March 31st, 2008 at 11:24 pm
Could you tell me which real estate company you are with, Century 21, First Team, ReMax, Coldwell Banker, etc… I couldn’t find any mention of it on your other website. Also, do you handle Orange 1 mile east of the 55? It seems you don’t, looking at your bio.
April 1st, 2008 at 4:47 pm
Cypherdude,
Dave’s a broker himself, but we’re both affiliated with Prudential California. We think it’s a good company, but still don’t recommend picking an agent by his or her company.
As for franchise affiliation, Dave’s worked for Prudential, Gallery of Homes, and Realty Register (for those of you who were around in the 80s)–without ever changing office, managers, or corporate president!

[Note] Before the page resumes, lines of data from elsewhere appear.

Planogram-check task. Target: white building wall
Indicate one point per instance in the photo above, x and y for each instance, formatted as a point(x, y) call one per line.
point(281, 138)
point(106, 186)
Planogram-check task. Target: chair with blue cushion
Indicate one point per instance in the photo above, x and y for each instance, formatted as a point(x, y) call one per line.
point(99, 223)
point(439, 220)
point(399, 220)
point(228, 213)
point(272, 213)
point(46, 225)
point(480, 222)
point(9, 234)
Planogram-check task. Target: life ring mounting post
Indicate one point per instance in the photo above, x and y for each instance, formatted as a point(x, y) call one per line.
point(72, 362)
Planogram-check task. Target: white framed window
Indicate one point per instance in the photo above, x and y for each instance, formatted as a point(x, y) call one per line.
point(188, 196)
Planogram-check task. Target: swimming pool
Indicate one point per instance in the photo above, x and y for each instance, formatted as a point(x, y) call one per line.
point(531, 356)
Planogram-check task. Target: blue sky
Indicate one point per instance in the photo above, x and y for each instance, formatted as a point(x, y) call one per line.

We could probably service a seller in Orange, but would most likely find a local agent for a buyer there, depending on the specific situation. After over 30 combined years selling & something like 80 combined years living in So Cal, we’ve gotten to know a lot of communities.
We have represented sellers with property from the west San Fernando Valley to a 400 acre “dry farm” in Oklahoma.
In both of those cases, we located and contacted experienced local agents to assist us, but we stayed in the loop for various reasons.
We generally service the area roughly south of the 105 freeway between the 710 and 55 freeways, but have been going further south into OC of late, depending on the situation. Blair is also familiar with the area around his alma mater, Biola, in La Mirada.
For buyers out of our area, we normally find a competent local agent to refer them to.